The (Paris) Kentuckian

1885: January 3

The Twain-Cable Entertainment.

The Twain-Cable entertainment at the Court House on New Year's night was not in the nature of lectures, but consisted chiefly of recitations. Interspersed with these were anecdotes, Creole songs, incidents of travel, and personal experiences under circumstances of embarrassment, the most perplexing, ludicrous, and convulsively amusing. Humor, at once genuine and refined, is a rare gift. It is better than physic. It dispels gloom, sheds sunshine into the care-worn heart, and like a touch of kindness, "makes the whole world kin."

The house was handsomely filled, and we never saw a more highly amused, or better pleased audience.

Mark Twain in appearance is a sort of living and moving anecdote. In manner, quaint, easy and unctious; his voice, deep bass and drawling, like an old fashioned country preacher, wearing a benevolent, but solemn countenance, he creates the impression that he would make sinners howl if he got after them in evangelistic style.

Cable is somewhat younger in appearance; is spruce and polished, a fine reader and delineator of character, and a good actor with splendid voice in song. He would be classed by Zack Chandler as one of "them litterary fellers."

Each, is accomplished in his part, and to be appreciated must be seen.

We commend to the stammering fraternity a complete cure, as illustrated by Mark Twain.


Rev. Mr. McMillan & Co., who employed them, say they came out without loss.

There were pleasant parties from all the adjoining counties at the lecture of Twain and Cable.

Mark Twain reminds some persons of Lee C. Smith, one of our plain Bourbon farmers, who makes less pretence to wit than anyone else.

Mr. Cable is a little the rise of 40 years and Twain not yet 50. The former has five children, and the latter, three; only one wife each.

We could enjoy very much Mr. Twain's description of his feelings in talking with the lady who professed to know him so well, while he was entirely ignorant of whom she was. We are often caught similarly.

After the lecture we invited them to the party at Mr. Gass', saying they could dance with the handsomest ladies in the Blue-grass region. "Oh, I would like so much to go," said Clemons. "So would I," said Cable, "but we must take rest."

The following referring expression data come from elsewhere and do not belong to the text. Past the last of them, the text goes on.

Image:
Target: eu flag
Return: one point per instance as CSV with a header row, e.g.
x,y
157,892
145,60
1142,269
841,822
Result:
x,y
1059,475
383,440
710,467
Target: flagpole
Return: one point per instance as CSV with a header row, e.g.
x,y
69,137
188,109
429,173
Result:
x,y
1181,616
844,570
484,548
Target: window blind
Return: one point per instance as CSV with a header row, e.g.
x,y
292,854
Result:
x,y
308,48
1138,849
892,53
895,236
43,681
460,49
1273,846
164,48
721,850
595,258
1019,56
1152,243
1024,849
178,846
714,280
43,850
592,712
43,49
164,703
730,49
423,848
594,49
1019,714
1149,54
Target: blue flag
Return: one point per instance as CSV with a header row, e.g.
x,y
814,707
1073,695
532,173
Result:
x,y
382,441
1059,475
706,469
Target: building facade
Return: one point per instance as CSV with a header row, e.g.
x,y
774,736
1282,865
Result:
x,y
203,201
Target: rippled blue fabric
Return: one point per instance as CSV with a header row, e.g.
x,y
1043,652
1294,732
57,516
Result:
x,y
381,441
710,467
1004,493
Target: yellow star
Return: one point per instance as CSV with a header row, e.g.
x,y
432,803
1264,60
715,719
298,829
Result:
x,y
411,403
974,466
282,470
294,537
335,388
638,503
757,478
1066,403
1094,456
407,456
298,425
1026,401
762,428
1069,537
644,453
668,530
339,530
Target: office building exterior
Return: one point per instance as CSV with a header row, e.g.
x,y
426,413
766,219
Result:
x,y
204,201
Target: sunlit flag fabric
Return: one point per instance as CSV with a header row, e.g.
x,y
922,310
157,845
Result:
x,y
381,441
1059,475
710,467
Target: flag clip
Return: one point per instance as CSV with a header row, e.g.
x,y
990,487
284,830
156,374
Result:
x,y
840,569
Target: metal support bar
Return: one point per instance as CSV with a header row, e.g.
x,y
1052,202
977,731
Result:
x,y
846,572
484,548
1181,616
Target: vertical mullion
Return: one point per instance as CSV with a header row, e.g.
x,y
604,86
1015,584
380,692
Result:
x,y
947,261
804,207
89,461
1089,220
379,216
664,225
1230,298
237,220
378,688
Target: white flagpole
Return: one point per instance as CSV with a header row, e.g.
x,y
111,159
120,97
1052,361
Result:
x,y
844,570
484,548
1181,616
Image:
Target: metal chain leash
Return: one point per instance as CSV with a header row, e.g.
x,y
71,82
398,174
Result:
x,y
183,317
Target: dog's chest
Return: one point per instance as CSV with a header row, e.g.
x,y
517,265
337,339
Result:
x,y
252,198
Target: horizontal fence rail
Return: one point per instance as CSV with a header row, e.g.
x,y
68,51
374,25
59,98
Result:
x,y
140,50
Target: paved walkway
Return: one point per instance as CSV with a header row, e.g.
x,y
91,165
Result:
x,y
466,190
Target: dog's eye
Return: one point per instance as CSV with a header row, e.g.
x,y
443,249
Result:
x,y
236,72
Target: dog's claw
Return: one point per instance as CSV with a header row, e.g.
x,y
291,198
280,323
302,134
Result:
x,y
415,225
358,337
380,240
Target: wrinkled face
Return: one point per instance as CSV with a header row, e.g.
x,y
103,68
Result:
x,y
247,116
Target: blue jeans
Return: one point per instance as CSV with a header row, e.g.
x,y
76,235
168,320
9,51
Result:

When Twain and Cable took the sleeper here for Cincinnati, they found Gath also aboard. The latter lectured in Charleston, West Virginia, Thursday night, to about 400 persons, and was bound for Indiana, also to lecture. "We you last saw me you left me in Lexington," he said to us. "I left there next morning, and stopping in Cincinnati, by some mistake I got only part of my letter about Lexington published, the part creditable to her being omitted.